[PATCH RFC v1 10/20] KVM: x86: Refactor REX prefix handling in instruction emulation

Chang S. Bae posted 20 patches 3 months ago
[PATCH RFC v1 10/20] KVM: x86: Refactor REX prefix handling in instruction emulation
Posted by Chang S. Bae 3 months ago
Restructure how to represent and interpret REX fields. Specifically,

 * Repurpose the existing rex_prefix field to identify the prefix type
 * Introduce a new union to hold both REX and REX2 bitfields
 * Update decoder logic to interpret the unified data type

Historically, REX used the upper four bits of a signle byte as a fixed
identifier, with the lower bits encoded. REX2 extends this to two bytes.
The first byte identifies the prefix, and the second encodes additional
bits, preserving compatibility with legacy REX encoding.

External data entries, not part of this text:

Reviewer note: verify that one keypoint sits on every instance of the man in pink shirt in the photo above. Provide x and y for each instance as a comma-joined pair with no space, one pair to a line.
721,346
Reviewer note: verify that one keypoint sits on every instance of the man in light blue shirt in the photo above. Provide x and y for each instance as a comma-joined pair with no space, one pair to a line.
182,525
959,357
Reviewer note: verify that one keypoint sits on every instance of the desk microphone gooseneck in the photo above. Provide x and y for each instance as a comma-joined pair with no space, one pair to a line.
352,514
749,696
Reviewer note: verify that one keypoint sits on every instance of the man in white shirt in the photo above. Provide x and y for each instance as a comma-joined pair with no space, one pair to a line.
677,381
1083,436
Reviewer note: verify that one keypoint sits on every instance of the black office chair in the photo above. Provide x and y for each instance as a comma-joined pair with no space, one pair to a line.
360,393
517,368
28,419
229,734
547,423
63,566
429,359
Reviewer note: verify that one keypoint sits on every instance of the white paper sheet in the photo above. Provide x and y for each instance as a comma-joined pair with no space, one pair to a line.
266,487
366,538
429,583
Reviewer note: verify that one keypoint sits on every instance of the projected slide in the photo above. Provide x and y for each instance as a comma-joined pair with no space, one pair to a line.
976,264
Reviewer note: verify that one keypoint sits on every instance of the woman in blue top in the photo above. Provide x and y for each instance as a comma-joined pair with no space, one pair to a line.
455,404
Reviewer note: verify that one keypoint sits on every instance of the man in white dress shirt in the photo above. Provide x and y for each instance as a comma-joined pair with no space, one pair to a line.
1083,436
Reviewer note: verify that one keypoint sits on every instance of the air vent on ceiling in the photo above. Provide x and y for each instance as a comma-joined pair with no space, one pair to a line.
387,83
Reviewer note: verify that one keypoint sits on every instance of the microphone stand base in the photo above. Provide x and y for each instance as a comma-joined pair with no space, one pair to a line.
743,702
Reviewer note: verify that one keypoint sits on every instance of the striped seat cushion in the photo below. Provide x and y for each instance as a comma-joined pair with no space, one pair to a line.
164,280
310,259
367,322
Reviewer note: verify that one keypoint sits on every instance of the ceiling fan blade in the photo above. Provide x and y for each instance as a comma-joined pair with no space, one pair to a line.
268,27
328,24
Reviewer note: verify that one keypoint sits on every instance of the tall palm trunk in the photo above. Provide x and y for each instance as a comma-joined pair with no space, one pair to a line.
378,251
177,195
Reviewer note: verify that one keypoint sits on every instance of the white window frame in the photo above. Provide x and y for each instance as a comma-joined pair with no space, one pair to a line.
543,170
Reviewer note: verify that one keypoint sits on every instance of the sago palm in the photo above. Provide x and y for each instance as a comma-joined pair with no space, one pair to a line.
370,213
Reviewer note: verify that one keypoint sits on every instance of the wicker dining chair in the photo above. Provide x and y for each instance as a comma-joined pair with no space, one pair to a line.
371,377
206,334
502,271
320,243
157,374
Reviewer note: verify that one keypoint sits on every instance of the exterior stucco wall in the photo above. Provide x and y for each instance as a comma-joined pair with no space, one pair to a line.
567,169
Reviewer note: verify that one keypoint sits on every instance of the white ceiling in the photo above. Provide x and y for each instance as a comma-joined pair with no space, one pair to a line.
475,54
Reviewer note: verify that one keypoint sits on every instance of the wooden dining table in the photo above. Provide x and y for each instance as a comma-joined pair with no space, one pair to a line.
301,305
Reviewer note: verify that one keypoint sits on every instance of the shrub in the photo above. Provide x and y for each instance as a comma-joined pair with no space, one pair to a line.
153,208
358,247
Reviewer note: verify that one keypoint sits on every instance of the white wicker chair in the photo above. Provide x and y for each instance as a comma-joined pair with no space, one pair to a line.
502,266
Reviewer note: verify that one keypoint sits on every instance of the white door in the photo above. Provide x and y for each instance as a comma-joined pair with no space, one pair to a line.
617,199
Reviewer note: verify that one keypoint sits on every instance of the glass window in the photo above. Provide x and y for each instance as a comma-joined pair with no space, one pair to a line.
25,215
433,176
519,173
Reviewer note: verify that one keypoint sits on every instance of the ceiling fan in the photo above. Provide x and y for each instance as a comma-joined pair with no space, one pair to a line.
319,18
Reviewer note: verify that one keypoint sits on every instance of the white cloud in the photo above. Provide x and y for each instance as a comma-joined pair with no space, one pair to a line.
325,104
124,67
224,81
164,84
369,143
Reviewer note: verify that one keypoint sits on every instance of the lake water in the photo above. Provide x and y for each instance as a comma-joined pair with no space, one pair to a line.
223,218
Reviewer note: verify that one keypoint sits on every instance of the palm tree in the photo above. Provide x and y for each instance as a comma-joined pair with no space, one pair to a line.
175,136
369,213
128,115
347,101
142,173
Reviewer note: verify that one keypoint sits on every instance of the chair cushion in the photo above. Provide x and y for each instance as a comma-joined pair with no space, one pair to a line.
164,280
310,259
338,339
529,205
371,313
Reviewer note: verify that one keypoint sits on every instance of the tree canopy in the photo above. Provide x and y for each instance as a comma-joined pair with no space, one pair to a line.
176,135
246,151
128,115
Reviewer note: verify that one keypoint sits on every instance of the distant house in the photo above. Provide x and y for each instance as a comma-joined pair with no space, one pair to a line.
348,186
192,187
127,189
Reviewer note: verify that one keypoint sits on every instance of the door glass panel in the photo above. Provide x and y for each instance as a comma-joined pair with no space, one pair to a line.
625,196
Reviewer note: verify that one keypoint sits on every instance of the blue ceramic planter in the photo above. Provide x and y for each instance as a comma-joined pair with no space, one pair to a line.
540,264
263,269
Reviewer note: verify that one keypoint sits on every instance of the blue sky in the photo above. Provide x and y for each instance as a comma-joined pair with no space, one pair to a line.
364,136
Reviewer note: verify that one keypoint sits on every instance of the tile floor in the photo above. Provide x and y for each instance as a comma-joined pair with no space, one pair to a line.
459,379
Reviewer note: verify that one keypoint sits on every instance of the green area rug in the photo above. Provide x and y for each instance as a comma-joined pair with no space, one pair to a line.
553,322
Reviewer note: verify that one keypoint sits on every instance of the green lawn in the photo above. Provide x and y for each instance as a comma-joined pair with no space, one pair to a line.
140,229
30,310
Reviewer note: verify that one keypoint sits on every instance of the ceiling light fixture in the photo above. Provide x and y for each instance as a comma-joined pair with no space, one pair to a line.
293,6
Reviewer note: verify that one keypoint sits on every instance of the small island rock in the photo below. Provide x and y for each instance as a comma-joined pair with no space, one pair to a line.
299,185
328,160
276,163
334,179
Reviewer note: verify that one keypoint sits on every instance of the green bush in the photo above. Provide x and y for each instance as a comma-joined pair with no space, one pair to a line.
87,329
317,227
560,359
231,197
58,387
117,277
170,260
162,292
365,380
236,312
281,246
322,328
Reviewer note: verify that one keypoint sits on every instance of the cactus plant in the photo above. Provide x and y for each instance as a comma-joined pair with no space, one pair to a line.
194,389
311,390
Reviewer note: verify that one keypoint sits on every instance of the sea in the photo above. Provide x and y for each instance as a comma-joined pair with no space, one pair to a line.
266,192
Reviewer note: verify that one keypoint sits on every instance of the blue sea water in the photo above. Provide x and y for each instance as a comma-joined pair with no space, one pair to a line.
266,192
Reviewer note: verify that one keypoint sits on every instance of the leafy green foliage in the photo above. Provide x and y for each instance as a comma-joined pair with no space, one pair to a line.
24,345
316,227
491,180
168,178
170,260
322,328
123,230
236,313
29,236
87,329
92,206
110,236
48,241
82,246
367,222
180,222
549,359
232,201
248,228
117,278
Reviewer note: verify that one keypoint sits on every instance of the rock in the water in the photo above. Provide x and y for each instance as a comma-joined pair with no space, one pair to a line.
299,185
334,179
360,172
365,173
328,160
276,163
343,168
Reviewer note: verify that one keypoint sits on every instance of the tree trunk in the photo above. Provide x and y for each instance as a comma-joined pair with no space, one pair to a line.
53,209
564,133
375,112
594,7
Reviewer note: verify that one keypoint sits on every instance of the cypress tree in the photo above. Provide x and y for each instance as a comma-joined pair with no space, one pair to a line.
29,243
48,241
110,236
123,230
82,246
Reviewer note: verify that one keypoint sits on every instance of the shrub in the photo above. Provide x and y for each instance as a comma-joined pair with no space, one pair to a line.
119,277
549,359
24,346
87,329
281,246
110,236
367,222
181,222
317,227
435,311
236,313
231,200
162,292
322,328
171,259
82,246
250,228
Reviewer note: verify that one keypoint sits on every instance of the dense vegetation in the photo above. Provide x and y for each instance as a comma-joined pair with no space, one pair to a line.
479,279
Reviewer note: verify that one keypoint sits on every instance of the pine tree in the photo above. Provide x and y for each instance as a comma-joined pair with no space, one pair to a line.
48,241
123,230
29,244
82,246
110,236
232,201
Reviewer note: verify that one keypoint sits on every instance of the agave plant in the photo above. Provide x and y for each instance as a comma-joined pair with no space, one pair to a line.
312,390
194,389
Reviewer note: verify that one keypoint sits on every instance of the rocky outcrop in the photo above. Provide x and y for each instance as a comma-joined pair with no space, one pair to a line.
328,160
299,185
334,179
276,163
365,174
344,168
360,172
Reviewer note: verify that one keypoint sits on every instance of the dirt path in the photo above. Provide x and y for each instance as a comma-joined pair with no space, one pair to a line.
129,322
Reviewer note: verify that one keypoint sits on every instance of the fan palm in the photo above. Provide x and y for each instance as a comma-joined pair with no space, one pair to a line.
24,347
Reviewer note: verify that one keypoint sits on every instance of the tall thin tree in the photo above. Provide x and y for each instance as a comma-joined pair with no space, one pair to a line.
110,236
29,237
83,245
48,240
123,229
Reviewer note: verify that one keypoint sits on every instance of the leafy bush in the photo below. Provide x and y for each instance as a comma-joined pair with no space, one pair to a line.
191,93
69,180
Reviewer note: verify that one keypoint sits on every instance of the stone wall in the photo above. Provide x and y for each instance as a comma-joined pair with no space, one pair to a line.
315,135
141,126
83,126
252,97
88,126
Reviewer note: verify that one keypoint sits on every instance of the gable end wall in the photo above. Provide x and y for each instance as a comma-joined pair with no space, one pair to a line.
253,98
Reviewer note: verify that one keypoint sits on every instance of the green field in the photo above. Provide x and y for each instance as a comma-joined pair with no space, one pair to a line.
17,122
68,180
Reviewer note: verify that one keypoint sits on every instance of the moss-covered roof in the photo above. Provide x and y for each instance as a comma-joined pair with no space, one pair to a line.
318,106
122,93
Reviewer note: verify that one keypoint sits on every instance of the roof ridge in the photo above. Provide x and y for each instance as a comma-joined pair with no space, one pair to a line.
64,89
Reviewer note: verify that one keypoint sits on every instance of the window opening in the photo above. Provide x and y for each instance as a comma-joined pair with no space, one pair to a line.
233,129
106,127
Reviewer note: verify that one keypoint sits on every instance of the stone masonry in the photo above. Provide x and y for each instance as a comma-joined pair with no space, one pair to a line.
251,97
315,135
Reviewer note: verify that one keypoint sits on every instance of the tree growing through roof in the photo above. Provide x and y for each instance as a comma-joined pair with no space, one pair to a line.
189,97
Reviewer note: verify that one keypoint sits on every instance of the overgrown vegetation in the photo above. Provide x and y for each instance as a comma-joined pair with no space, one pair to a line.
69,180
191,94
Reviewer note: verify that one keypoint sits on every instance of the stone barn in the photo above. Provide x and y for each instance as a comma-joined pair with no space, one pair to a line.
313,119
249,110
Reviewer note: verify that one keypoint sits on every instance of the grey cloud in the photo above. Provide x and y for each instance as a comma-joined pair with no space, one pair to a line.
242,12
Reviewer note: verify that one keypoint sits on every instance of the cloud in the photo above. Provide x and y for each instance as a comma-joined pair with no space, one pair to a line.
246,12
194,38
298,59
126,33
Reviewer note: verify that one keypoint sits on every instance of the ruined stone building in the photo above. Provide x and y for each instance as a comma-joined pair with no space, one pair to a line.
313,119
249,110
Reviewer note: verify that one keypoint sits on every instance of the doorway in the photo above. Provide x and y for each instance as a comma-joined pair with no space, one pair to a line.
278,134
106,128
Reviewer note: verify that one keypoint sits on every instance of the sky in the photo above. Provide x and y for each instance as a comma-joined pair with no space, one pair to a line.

Previously, the emulator stored the REX byte as-is, which cannot capture
REX2 semantics. This refactor prepares for REX2 decoding while preserving
current behavior.

No functional changes intended.

Signed-off-by: Chang S. Bae <chang.seok.bae@intel.com>
---
 arch/x86/kvm/emulate.c     | 33 ++++++++++++++++++---------------
 arch/x86/kvm/kvm_emulate.h | 31 ++++++++++++++++++++++++++++++-
 2 files changed, 48 insertions(+), 16 deletions(-)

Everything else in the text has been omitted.